I drove back to see if there was anything left of the old place, but there wasn’t. I DID find out that the Kimbeland Country Club is celebrating its 50th birthday this year. (Click on the photos to make them larger.)
History of Kimbeland
Here’s a history of the country club I found on its website: On July 16, 1962, five members of the Jackson community formed a corporation to start a golf course and country club. These five gentlemen: Robert Wulff, Robert Hartle, Kenneth Kasten, Wilson Lewis and John Schulte Jr. each spent $100 so the corporation could be started. With the help of Paul Mueller, a lawyer from town, they drew up the original by-laws and articles of incorporation for the club to govern their rules and regulations.

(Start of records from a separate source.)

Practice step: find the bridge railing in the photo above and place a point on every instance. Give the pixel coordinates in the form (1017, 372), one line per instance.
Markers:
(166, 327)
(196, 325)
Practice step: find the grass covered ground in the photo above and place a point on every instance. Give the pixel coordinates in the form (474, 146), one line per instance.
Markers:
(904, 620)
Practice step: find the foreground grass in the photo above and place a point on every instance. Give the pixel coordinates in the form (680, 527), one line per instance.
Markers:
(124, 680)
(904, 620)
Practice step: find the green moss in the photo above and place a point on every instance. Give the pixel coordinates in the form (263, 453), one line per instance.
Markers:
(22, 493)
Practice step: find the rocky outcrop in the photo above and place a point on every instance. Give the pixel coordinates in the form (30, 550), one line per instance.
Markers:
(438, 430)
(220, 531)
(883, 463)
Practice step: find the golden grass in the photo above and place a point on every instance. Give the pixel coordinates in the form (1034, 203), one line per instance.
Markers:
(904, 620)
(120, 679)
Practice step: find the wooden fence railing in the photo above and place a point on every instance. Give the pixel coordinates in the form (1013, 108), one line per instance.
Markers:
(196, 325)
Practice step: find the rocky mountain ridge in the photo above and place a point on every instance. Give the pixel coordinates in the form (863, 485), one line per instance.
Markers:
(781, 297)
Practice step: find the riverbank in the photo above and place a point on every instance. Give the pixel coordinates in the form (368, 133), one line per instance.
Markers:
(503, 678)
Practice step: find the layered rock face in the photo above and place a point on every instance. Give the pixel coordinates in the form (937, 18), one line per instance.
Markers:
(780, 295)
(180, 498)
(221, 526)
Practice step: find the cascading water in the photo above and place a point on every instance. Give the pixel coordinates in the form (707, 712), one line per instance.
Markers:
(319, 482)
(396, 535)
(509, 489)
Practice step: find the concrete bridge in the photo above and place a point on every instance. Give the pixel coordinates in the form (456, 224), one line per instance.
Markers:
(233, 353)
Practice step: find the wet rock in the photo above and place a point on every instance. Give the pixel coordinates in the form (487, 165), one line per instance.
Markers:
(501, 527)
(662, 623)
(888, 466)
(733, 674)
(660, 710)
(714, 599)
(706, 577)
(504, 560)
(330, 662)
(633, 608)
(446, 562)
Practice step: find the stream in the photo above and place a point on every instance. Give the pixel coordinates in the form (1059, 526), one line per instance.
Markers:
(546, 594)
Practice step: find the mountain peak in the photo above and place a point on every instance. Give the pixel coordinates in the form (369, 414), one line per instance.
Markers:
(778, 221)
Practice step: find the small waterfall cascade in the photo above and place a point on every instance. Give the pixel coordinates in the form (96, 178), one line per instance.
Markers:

These original shareholders met with a gentleman named George Kimbel. Mr. Kimbel owned the Kimbeland Farm, which is the land the golf course currently occupies. Even though Mr. Kimbel was not a golfer and didn’t have any interest in playing, he and his wife, Lillian, liked the idea that they could sit on their porch and watch the players enjoying their rounds of golf. George Kimbel agreed to lease the land to build the golf course and loan any monies that were needed at an interest rate of 6.0%. The original plans were to build a nine-hole golf course with a clubhouse, swimming pool and tennis courts, with an additional nine-holes to be added as funds became available. The construction of the original nine-holes began in the fall of 1962 on approximately 78 acres of ground. A five-acre lake was added to the property to serve as the water source for the golf course.
George Kimbel was generous
To gather funds together to help pay for the expenses, many of the charter members began traveling around the area trying to sell stock in the corporation. Each share of stock was sold for $100, which enabled the owners to obtain a membership without paying an initiation fee into the club. The Board of Directors set the dues for an annual membership to be $100.00 per year. They were able to get 90 members before the golf course was opened. George Kimbel funded any other monies that were needed to help build the course. Mr. Kimble did not believe in investing his money in stocks or bonds, but he was very generous with his money if he could have his name placed on his investment.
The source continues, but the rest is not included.